I do like to find delight in other people's sufferings, it somehow takes my mind off of the shit going on in my life, makes me feel that I'm not so bad. However, there is no disasters or catastrophe on the news and no scandal on E! so I have to face my thoughts... my very depressing thoughts.

Next week, I kena balik kampung. Okay, some people don't mind that. I do, I hate it. Not only for the destination, Kampung Pulau Pandan in Seremban, Negeri Sembilan (which receives the lowest amount of rain in Malaysia) which is already bad enough, two hours in the CRV with my siblings fighting for legroom, the shit-filled roads and fields (cows and chickens), no movie package on the Astro, no water heater, very bad indoor plumbing, power cuts and muddy water in the bath tub.
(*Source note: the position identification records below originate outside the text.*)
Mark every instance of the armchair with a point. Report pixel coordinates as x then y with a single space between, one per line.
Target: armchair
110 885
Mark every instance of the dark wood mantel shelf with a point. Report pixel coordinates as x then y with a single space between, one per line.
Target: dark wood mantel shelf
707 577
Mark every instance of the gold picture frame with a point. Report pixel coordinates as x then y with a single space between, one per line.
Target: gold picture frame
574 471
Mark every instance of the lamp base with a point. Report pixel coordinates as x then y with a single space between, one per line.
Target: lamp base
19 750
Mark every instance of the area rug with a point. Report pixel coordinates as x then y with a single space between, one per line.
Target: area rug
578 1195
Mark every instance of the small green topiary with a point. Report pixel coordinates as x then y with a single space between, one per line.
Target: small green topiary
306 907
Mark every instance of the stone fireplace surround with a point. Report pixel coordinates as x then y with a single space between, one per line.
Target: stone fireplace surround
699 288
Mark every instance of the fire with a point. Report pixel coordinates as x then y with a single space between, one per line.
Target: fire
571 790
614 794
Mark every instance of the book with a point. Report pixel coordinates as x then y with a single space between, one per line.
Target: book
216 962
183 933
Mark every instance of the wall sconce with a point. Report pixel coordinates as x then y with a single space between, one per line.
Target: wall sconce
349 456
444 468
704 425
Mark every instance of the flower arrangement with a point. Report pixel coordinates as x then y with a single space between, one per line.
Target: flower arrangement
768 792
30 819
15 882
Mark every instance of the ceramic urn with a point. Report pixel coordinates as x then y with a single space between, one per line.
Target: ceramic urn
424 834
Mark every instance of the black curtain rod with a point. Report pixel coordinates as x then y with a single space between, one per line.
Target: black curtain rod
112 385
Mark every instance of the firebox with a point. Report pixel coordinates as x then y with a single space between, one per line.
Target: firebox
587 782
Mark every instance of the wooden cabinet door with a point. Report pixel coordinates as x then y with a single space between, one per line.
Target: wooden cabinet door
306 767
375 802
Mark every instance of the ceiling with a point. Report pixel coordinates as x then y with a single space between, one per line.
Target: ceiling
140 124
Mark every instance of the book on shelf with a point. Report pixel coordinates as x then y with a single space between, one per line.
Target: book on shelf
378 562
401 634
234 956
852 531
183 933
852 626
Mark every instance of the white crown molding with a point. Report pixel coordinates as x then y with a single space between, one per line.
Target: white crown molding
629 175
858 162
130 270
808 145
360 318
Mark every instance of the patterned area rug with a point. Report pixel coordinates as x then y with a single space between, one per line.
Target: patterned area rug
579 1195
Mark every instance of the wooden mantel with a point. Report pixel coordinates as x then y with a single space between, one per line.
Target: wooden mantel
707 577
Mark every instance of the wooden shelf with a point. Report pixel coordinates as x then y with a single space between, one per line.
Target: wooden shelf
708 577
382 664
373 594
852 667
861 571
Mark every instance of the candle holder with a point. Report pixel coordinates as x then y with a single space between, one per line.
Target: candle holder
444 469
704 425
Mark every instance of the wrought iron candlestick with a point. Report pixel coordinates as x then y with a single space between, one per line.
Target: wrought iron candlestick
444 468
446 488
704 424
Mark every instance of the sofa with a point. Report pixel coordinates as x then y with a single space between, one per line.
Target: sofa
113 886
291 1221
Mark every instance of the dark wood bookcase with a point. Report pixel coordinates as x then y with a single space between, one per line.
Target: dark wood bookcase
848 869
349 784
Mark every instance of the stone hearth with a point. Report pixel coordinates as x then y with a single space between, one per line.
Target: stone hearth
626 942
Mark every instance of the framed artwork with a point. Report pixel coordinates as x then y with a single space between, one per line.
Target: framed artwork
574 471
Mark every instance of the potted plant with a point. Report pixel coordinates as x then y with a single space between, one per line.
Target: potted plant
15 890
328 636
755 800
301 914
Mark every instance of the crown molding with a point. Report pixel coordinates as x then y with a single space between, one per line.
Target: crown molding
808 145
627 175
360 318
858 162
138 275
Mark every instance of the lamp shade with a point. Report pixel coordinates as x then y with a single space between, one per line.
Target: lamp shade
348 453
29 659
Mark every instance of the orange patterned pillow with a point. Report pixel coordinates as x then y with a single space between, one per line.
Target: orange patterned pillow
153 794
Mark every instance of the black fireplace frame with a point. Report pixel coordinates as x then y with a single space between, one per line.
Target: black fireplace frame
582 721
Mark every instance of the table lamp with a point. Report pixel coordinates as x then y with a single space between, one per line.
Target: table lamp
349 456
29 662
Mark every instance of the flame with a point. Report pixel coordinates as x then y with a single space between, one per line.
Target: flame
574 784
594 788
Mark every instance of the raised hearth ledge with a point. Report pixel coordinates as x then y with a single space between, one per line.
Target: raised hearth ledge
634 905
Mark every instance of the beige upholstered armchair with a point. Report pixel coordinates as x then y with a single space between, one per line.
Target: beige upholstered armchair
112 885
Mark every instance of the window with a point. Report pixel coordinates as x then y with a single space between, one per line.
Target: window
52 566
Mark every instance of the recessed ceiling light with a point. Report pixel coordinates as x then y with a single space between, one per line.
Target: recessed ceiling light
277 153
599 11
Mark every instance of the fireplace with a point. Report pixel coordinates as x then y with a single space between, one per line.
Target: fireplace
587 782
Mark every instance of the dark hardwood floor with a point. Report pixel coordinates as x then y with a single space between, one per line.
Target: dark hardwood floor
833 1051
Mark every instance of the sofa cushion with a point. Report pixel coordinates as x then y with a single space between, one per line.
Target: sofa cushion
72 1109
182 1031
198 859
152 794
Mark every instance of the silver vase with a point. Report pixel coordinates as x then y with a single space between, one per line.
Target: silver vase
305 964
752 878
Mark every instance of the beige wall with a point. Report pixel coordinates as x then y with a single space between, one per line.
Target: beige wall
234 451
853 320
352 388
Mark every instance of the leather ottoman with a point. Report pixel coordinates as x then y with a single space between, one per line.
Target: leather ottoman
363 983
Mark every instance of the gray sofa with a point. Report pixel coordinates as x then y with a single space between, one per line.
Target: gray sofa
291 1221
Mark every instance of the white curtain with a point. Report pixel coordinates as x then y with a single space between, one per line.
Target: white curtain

What turns me pale everytime my dad mentions the word kampung is the family.

Yes, the extended family, the uncles, aunts and cousin-mousins. Well, not really the people so much as the way I have to treat them. It's the smiles. You know, don't you? The smile that's so fake it makes you vomit blood. I have to feign interest in whatever shit is going on in their lives like I give a rat's ass about who got knocked up again or who lost their job for the upteenth time or how so and so got into a public university, wow!! or how so and so flunked out of said university, oh no!! I DON'T GIVE A FUCK!! Okay, it's my fault really cause since I was a kid, all I was told was to jaga hati orang tua and be polite. Well, it's been ten fucking years and the orang tua still aren't dead yet and I'm fucking tired of keeping this up. When raya comes and everyone begs each other for forgiveness, that's two scoops of chocolate flavoured bullshit with crap sprinkles in a cup. Noone means it. Fine, you cry your eyes out and apologise but two weeks later, we're all at each other's throats, gossiping shamelessly. Why do I go along with it? Cos if you don't, tak dapat duit raya. And that's what raya is about.

I'm feeling down right now and noone can make me feel better.